According to Paz, the Qalandia checkpoint demonstrates that when there is specific intelligence, checkpoints can be very effective in stopping attacks. However, as things change on the ground, they can become useless and even detrimental. In some instances, the defense experts noted, barriers were put in place, not to stop terror attacks but to separate roads used by Israelis and Palestinians. And, while no longer serving that purpose, they remain in place.

According to Ron Schatzberg, another member of the group, “Near Jenin there is an Israeli settlement called Sheve Shomron. Since the start of the intifada Palestinians have not been allowed to travel on the area’s main road, due to security concerns. A three-meter-high wall has since been erected, a new road has been built for settlers and an army division has based itself there.” “However,” he was cited in IRIN, “Palestinians still can’t use the main roads.”

The team believes that by ending the system of separate roads for Israelis and Palestinians in the West Bank not only could earth mounds that stop car traffic be removed, but Israeli security could be enhanced because “militants would find it harder to mount attacks without harming Palestinians,” IRIN reported.

Furthermore, instead of maintaining ineffective checkpoints inside the West Bank, the team proposes finishing constructing the barrier around it, and removing some permanent checkpoints, particularly those that have a major impact on Palestinians without providing Israelis security. These checkpoints could be replaced, as needed, with temporary “flying” checkpoints that rely on intelligence that is gathered and used in cooperation with Palestinian security services, as was done before 2000.

These changes, they propose, would ease Palestinian movement and enhance Israeli security in several ways, not the least of which, through strengthening the economy in the West Bank and aiding in the confidence building demanded by the current U.S. led peace process.

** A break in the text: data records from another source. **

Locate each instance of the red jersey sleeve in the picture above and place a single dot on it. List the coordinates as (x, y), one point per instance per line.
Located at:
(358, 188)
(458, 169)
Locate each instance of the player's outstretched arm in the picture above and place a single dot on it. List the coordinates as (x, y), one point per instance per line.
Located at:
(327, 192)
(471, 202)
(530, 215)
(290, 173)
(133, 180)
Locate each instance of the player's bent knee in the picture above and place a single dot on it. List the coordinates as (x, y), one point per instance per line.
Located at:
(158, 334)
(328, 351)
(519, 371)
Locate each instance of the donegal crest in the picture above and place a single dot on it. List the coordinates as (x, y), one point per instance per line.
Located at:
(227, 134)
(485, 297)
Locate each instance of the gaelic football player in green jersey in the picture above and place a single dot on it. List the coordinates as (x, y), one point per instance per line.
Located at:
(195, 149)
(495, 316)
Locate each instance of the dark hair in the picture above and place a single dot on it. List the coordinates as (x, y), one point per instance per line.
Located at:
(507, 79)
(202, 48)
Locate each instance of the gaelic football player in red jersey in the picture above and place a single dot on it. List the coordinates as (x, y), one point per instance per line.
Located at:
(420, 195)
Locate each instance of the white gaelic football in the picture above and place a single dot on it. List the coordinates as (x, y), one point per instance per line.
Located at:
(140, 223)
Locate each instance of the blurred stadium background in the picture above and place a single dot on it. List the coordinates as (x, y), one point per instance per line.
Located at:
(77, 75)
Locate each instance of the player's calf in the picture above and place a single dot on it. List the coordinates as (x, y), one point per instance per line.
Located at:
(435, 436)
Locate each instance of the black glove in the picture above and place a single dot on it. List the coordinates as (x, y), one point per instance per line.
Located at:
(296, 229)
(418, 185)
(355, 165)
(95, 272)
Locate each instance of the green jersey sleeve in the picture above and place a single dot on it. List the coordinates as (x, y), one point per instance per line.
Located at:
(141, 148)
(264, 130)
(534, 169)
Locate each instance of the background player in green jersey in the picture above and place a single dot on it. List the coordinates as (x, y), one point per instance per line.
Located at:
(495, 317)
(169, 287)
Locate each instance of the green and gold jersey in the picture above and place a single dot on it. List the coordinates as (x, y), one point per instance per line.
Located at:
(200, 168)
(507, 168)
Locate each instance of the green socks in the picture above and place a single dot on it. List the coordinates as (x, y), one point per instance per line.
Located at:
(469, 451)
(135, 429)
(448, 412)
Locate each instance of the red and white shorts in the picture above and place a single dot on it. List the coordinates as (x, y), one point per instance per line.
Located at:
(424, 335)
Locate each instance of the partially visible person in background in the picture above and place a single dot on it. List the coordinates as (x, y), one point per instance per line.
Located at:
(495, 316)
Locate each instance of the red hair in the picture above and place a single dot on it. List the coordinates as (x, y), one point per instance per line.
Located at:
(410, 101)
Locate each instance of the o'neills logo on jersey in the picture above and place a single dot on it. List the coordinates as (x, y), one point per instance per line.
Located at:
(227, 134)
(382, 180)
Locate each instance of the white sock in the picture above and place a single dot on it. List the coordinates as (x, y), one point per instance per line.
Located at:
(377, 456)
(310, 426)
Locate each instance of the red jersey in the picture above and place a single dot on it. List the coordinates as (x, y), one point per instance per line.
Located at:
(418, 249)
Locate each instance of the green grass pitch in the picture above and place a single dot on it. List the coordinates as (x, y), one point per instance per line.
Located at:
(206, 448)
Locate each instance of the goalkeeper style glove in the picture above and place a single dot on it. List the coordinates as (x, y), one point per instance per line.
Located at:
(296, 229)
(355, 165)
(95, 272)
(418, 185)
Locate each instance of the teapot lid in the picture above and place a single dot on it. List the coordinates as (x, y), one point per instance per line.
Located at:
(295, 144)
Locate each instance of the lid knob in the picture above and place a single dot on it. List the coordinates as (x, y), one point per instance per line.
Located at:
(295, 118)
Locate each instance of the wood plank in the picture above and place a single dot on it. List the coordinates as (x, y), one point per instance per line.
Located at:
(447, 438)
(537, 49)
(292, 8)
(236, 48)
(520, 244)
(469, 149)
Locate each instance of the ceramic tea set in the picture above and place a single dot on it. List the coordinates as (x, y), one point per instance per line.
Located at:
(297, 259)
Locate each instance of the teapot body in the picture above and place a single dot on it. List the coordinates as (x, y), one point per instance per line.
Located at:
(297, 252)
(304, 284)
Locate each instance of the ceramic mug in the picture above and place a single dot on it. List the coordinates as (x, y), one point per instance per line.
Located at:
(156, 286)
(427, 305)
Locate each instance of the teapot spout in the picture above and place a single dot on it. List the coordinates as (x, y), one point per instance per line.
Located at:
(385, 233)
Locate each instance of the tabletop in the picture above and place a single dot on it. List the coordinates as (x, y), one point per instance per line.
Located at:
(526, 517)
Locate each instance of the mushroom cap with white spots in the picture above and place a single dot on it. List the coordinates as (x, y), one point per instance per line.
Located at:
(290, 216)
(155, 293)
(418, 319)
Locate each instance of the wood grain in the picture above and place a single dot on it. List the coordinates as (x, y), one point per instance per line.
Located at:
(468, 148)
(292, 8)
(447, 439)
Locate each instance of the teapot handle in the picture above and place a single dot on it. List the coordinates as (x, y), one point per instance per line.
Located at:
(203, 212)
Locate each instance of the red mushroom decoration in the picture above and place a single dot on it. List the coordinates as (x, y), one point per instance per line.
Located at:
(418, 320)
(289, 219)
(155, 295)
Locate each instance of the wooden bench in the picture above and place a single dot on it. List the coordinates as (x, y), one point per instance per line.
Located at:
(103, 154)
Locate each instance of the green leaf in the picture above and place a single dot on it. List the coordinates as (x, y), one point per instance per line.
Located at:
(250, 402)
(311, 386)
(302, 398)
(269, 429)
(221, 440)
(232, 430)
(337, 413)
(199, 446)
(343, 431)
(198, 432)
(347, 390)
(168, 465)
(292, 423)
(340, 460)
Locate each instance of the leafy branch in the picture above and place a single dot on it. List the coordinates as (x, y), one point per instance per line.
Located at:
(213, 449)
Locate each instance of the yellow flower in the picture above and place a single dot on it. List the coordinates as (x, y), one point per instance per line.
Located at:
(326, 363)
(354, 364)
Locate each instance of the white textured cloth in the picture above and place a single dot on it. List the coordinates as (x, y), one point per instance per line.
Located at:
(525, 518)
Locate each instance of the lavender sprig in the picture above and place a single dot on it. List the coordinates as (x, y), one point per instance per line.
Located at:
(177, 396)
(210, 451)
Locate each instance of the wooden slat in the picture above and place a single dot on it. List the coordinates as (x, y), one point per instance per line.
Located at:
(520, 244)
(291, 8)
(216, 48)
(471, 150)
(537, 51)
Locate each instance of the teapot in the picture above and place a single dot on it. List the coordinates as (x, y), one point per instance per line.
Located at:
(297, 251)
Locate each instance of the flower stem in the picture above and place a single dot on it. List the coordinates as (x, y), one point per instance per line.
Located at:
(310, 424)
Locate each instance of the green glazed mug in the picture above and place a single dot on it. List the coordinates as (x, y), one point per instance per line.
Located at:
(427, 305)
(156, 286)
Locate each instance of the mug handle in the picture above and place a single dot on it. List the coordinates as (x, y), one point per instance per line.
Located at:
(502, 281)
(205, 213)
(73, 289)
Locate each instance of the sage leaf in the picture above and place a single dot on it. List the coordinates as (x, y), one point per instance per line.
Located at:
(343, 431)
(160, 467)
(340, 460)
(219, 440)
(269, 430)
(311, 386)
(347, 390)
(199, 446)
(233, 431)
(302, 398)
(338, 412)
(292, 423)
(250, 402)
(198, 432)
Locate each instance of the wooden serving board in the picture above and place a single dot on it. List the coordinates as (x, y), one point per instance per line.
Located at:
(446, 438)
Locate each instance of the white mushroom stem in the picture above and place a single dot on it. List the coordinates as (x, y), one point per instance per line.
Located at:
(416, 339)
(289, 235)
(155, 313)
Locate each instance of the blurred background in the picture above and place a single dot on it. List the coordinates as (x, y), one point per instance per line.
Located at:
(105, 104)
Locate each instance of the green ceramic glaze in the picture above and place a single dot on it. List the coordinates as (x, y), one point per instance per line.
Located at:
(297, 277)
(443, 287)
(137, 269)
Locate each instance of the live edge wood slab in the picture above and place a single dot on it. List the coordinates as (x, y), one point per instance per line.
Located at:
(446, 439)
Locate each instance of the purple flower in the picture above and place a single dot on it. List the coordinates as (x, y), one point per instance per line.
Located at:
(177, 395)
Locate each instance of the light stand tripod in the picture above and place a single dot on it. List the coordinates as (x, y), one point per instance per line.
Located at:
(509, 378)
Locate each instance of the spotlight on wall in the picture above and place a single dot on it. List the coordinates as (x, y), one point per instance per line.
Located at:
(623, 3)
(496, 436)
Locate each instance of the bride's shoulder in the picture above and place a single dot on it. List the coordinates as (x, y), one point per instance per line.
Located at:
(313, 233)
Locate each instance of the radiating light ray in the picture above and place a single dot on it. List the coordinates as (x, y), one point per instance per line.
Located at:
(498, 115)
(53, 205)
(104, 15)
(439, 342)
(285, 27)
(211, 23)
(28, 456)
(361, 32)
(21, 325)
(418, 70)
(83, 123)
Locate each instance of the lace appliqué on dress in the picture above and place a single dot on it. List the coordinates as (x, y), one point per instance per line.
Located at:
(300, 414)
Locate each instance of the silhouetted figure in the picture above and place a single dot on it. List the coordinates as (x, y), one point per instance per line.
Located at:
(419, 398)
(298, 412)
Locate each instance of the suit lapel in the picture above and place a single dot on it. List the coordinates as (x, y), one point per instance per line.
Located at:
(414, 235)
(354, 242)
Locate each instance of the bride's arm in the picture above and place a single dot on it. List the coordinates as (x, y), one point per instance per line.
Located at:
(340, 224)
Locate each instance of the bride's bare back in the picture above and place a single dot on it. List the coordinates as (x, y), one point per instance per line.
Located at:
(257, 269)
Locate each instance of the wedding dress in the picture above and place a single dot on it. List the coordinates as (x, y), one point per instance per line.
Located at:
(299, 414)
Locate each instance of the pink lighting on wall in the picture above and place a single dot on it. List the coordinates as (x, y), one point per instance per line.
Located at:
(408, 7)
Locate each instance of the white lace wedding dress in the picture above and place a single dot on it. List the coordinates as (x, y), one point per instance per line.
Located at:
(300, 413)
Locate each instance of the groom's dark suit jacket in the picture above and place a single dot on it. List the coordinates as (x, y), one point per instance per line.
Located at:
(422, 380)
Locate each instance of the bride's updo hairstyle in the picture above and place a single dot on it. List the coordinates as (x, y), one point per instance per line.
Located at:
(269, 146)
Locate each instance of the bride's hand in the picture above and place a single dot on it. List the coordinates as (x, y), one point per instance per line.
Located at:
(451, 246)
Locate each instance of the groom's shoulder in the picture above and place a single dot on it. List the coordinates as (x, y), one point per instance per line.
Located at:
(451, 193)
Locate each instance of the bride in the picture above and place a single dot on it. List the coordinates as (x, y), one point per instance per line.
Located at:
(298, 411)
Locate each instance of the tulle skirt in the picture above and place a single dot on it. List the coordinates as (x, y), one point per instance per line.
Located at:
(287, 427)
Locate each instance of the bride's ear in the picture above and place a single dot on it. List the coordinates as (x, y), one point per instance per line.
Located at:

This process, and the U.S. administration officials that are pushing for it, have been frustrated by inaction on checkpoints. In a March 9th David Ignatius op-ed, a U.S. official described this frustration, “What they [the Israeli military] said they would look at hasn’t happened. The IDF has been doing the same stuff the same way [on checkpoints] for seven years, and they haven’t bothered to change.”

The checkpoint team has proposals for change, but without concerted efforts, it could become just another proposal. Making it something more, in clearly difficult times, will take risk, work, and coordination by both Palestinians and Israelis. Or, as Elvis Presley once put it, “a little less conversation, a little more action please.”